Lalu yang kedua adalah bagaimana menciptakan sebuah rasa yang menjadikan para pekerja tersebut merasa bermakna atau dapat berkontribusi aktif dalam bisnis. Kecenderungan orang akan berusaha untuk menjadi “penting”, apa yang ia kerjakan berdampak baik dan signifikan bagi bisnis. Hal ini berkaitan dengan bagaimana perusahaan memberikan kesempatan sekaligus tantangan bagi para pekerja. Kepercayaan adalah benang merah dalam poin ini.

Jadi jika berpikir bahwa “uang” adalah segalanya, tidak sepenuhnya benar. Bisa saja melakukan people-push dengan uang, hanya saja akan memberikan dampak pada kultur bisnis yang tidak baik. Terlebih jika diadopsi oleh startup.

Antara people development dan talent aquisition

Memiliki sumber daya manusia yang berkualitas adalah cita-cita semua bisnis. Alasannya sederhana, bahwa bisnis membutuhkan bahan bakar yang tepat untuk mengimbangi persaingan yang makin ketat. Terlebih teknologi, berbagai pembaruan harus selalu diusung untuk memenuhi kebutuhan penggunanya. Untuk itu banyak hal yang bisa dilakukan, salah satu pilihannya ialah people development, yakni melatih pekerja untuk senantiasa menjadi lebih tangkas. Namun dewasa ini strategi talent aquisition juga menjadi tren di kalangan startup digital.

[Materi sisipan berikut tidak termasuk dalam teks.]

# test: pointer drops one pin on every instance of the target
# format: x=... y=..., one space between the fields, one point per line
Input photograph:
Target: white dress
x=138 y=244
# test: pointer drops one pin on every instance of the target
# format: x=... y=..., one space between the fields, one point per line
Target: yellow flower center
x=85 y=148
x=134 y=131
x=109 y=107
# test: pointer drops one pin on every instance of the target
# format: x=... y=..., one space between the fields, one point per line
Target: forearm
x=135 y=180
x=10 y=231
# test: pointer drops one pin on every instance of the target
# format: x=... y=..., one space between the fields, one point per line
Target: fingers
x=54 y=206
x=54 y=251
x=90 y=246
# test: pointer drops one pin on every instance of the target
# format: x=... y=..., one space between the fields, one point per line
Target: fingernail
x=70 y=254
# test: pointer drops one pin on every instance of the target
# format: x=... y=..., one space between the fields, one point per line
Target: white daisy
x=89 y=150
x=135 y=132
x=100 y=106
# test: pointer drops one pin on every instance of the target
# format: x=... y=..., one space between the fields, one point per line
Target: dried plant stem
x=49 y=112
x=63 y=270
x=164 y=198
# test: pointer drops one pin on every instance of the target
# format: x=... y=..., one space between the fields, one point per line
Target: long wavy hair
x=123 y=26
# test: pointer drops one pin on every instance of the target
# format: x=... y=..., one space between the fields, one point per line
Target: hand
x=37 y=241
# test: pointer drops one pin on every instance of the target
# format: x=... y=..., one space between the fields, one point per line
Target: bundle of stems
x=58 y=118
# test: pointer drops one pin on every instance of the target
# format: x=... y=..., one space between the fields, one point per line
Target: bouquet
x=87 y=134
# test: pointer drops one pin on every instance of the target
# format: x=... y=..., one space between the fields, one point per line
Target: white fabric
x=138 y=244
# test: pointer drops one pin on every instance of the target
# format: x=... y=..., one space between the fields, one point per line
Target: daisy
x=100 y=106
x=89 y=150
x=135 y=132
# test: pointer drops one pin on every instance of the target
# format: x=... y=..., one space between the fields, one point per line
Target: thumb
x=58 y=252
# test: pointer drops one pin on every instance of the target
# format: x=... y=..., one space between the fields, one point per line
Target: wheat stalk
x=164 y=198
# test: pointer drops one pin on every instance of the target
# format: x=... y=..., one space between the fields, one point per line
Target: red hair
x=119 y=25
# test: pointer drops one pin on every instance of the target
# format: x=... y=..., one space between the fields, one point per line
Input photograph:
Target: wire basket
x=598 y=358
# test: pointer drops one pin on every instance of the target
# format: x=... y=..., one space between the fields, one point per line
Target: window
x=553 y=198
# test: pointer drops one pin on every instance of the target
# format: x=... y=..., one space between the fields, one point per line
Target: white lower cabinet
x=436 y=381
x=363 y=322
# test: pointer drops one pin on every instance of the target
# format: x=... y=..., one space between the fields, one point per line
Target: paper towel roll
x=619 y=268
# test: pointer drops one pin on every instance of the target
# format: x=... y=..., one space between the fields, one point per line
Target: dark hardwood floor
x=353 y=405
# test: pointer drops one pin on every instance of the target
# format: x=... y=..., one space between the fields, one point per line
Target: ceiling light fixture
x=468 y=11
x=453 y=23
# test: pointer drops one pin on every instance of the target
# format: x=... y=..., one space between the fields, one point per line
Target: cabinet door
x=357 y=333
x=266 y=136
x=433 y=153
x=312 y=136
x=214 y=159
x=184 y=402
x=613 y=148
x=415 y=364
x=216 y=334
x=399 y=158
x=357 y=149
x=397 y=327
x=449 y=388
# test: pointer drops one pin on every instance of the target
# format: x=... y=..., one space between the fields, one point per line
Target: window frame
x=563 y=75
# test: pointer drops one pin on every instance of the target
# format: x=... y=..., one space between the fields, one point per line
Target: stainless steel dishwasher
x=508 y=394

Membicarakan untung rugi antara people development dan talent aquisition maka harus mengembalikan kepada keadaan bisnis tersebut. Keduanya membutuhkan investasi dan memiliki risiko. Soal people development, perusahaan butuh mengalokasikan waktu dan biaya lebih banyak untuk mengadakan training terpadu, risikonya jika pekerja “kabur”. Sedangkan talent aquisition mengharuskan perusahaan menawarkan benefit yang lebih besar dari yang didapat dari perusahaan sebelumnya, risikonya pekerja sulit bersatu dengan visi bisnis.

Pertimbangan lainnya adalah kecepatan. Jika mengandalkan strategi people development memang tidak bisa seinstan talent aquisition, hanya saja prosesnya akan menjadi lebih mudah dipantau. Kembali kepada beberapa alasan seseorang mau mempertahankan jabatannya di sebuah perusahaan, yakni lingkungan yang membangun dan nyaman bagi mereka. Untuk itu perlu menjadi pertimbangan bahwa perusahaan menyajikan career path yang menjanjikan bagi para pekerjanya.

Proses people development turut memudahkan ketika perusahaan membutuhkan regenerasi di jajaran senior. Umumnya tidak bisa dilakukan dengan asal memilih orang yang berkompetensi, tapi dipilih yang berkompetensi plus mengenal betul bagaimana ritme bisnis berjalan. Investasi pada people development tampaknya mampu mengarahkan perusahaan ke arah sana, menjadikan pekerja mampu menyatu dengan visi bisnis secara keseluruhan.

Namun kembali lagi, itu hanyalah opsi. Apapun yang dipilih pastinya selalu akan dihubungkan dengan kebutuhan dan strategi bisnis yang telah dituliskan. Yang perlu digarisbawahi bahwa tak akan terlahir sebuah produk yang menjanjikan ketika diproduksi oleh tangan yang tidak berkompetensi. Sumber daya manusia sudah selayaknya dijadikan poin krusial dalam pembahasan utama bisnis, pun di level startup.